İngilizce - Türkçe
sıklık sırası: 1250 FIRM = [fö: m] adjective
1 sert, katı * eşanlamlı : rigid, solid, hard, stiff * karşıtanlamlı : soft
İngilizce örnek : I like sleeping in a bed with a firm mattress.
Türkçe çevirisi : Sert döşekli bir yatakta uyumak istiyorum.
2 sağlam * eşanlamlı : secure, fixed, fast, immovable, steady, stable, enduring, strong * karşıtanlamlı : unstable
3 (with sb) sıkı, sert * eşanlamlı : tough
İngilizce örnek : You must be very firm with that child.

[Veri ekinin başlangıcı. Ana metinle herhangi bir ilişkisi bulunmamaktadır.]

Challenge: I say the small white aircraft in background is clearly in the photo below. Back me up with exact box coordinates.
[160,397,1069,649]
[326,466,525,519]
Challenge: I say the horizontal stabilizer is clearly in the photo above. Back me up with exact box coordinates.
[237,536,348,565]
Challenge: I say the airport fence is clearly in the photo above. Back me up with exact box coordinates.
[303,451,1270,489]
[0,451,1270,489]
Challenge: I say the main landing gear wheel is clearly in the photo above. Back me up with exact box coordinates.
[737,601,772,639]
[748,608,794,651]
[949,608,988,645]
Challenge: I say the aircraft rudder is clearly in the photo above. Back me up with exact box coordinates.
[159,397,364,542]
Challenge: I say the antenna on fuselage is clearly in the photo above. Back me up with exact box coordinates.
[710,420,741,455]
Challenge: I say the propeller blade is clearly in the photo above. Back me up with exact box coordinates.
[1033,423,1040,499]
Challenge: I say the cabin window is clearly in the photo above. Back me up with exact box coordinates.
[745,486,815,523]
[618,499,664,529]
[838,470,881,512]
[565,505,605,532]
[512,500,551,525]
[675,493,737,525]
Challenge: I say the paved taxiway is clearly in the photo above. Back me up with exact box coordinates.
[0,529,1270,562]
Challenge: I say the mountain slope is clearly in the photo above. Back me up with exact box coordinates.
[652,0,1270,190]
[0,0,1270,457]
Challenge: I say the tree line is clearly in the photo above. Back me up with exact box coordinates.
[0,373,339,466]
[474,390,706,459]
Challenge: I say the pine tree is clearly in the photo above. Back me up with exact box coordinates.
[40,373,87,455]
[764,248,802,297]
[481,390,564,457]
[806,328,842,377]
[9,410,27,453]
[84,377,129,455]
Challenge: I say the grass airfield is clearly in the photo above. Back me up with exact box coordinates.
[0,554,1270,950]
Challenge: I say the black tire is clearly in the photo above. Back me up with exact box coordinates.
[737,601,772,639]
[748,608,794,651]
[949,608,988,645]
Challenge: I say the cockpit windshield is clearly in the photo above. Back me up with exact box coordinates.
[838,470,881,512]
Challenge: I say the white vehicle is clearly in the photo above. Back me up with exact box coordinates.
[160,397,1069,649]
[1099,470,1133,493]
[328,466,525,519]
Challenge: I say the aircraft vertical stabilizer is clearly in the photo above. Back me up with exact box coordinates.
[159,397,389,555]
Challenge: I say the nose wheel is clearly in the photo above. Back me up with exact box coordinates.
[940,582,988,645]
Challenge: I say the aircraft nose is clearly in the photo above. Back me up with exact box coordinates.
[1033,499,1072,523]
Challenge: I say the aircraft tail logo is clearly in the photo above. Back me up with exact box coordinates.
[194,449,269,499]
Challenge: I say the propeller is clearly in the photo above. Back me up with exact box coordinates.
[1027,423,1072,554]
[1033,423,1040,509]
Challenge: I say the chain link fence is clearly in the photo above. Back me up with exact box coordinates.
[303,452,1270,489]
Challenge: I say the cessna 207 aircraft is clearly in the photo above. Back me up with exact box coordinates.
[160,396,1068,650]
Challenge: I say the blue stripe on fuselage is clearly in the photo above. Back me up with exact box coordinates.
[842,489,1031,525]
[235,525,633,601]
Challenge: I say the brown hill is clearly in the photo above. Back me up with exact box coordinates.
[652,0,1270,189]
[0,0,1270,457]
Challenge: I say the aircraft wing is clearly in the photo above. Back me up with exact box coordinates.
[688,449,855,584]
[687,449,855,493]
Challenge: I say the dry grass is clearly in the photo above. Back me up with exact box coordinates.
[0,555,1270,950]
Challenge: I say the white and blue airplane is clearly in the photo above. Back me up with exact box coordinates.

Türkçe çevirisi : O çocuğa karşı çok sıkı olmalısın.
4 kararlı, kesin * eşanlamlı : steadfast, fixed, resolute, determined, strict
İngilizce örnek : I came to a firm decision and I will not change my mind.
Türkçe çevirisi : Kesin bir karara vardım ve fikrimi değiştirmeyeceğim.
İngilizce örnek : He gave me a firm refusal.
Türkçe çevirisi : Bana kesin bir ret cevabı verdi.
İngilizce örnek : He remained firm in his unwillingness to join us.
Türkçe çevirisi : Bize katılma konusundaki isteksizliğinde kararlı idi.
İngilizce örnek : I tried to persuade him but he remained firm.
Türkçe çevirisi : Onu ikna etmeye çalıştım ama o kesin kararlıydı.
¤ noun
firma * eşanlamlı : company, business, corporation
İngilizce örnek : Every firm in the city is complaining about the new taxes.
Türkçe çevirisi : Şehirdeki her şirket yeni vergilerden şikâyet ediyor.
İngilizce örnek : I have been working for this firm for two years.
Türkçe çevirisi : İki yıldır bu firmada çalışıyorum.
İngilizce örnek : The firm went bankrupt.
Türkçe çevirisi : Firma iflas etti.
İngilizce örnek : A Japanese company has taken over our firm.
Türkçe çevirisi : Firmamızı bir Japon şirketi satın aldı.